A Lagrangian view of mixing in stratified shear flows

We consider numerically the effect of turbulent mixing in stably stratified parallel shear flow where the initial velocity and density have a hyperbolic tangent profile in the vertical coordinate with the same inflection point. The flow can be susceptible to two types of instabilities: Kelvin-Helmholtz instability (KHI) and Holmboe wave instability (HWI). These instabilities lead to two distinct types of mixing: mixing by ‘overturning’ and mixing by ‘scouring’. We examine mixing from a Lagrangian perspective using direct numerical simulations (DNS). Lagrangian particles are tracked in the simulations, and the fluid buoyancy sampled along particle paths provides a Lagrangian measure of mixing. The particles exhibit aggregation in buoyancy space when there is sustained overturning motion within the interface.
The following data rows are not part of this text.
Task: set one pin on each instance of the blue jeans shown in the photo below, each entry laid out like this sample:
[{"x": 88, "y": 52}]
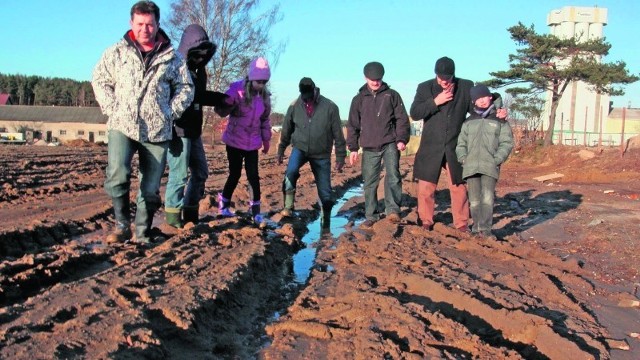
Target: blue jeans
[
  {"x": 371, "y": 169},
  {"x": 151, "y": 157},
  {"x": 321, "y": 169},
  {"x": 236, "y": 157},
  {"x": 481, "y": 190},
  {"x": 185, "y": 155}
]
The root mean square buoyancy for a set of particles that start with the same buoyancy is larger for HWI than KHI for the same bulk Richardson number. Finally, the number of particles starting close to the mid-plane of the interface which experience a change in sign in the local fluid buoyancy and end on the opposite side of the mid-plane is compared for KHI and HWI for several values of the bulk Richardson number. Surprisingly, for HWI with a large bulk Richardson number, more than half of the particles that start near the mid-plane end on the opposite side of the mid-plane.